Background: Aloe-emodin (AE), a monomer derived from traditional Chinese medicine, has demonstrated remarkable efficacy in the clinical management of cognitive disorders. Ferroptosis (FPT), a specialized form of programmed cell death, plays a critical role in the pathological progression of various cognitive diseases. Methods: This study explored the therapeutic potential of AE in a rat model of Wilson's disease cognitive impairments (WDCI) and examined whether these effects are mediated through the silencing information regulator 1 (SIRT1)-regulated FPT signaling pathway. Employing techniques, such as the Morris water maze (MWM), Hematoxylin & eosin (H&E) staining, Transmission electron microscopy (TEM), Immunofluorescence (IF), assessments of oxidative stress markers, and measurements of FPT-related protein levels, we evaluated the extent of SIRT1-mediated FPT and the therapeutic efficacy of AE. Results: The findings from the WD copper-loaded rat model experiments revealed that MWM, H&E, TEM, and IF outcomes indicated AE's potential to promote the restoration of learning and memory functions, ameliorate hippocampal neuronal morphological damage, and preserve cell membrane integrity.
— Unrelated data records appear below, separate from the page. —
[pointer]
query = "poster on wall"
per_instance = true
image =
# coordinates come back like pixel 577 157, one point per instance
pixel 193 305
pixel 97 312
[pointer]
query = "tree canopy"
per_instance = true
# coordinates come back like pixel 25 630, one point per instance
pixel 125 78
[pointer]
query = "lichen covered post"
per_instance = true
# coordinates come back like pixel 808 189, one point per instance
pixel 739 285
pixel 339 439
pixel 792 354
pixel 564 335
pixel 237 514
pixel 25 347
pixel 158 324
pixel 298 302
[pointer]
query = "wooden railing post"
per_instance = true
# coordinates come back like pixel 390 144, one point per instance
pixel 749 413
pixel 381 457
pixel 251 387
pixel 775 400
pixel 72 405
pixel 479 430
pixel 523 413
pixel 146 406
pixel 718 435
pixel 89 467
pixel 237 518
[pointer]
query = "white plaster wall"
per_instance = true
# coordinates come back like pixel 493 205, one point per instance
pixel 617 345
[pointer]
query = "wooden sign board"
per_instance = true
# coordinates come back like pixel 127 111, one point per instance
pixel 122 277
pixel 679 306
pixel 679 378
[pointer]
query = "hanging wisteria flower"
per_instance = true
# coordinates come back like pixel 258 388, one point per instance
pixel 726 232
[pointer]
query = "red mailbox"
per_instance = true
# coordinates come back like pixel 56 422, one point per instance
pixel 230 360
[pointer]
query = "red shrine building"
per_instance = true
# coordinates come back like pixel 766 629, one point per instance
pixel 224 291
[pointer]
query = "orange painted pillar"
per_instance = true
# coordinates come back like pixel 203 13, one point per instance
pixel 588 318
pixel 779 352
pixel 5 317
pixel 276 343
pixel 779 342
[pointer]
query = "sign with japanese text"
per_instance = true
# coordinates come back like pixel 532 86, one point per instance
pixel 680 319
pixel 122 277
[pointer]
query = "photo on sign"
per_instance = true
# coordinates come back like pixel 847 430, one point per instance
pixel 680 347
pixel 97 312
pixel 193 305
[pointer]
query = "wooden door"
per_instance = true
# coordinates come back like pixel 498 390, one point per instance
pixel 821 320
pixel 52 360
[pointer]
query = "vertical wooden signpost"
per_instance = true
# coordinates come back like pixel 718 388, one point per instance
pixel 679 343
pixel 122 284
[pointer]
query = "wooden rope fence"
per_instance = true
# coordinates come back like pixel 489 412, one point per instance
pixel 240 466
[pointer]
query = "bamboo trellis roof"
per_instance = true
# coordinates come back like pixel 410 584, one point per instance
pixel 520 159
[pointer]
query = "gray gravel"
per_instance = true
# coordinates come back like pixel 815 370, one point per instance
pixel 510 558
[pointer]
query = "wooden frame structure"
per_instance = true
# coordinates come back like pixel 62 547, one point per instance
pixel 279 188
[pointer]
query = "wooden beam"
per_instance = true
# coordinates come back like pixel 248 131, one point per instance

Results from western blot (WB) and ELISA analyses demonstrated that AE markedly upregulated the expression of SIRT1, nuclear factor erythroid-2-related factor 2 (Nrf2), solute carrier family 7 member 11 (SCL7A11), and glutathione peroxidase 4 (GPX4) proteins while simultaneously reversing the expression of oxidative stress markers such as malondialdehyde (MDA), glutathione (GSH), and superoxide dismutase (SOD), and reactive oxygen species (ROS). Consequently, we posit that AE may attenuate WD copper-loaded rat model hippocampal neuronal FPT by activating the SIRT1-mediated signaling pathway. Conclusion: These findings suggested that AE mitigates WD copper-loaded rat model hippocampal neuronal damage through the activation of SIRT1-mediated FPT, thereby presenting a valuable candidate Chinese herbal monomer for the clinical treatment of WDCI.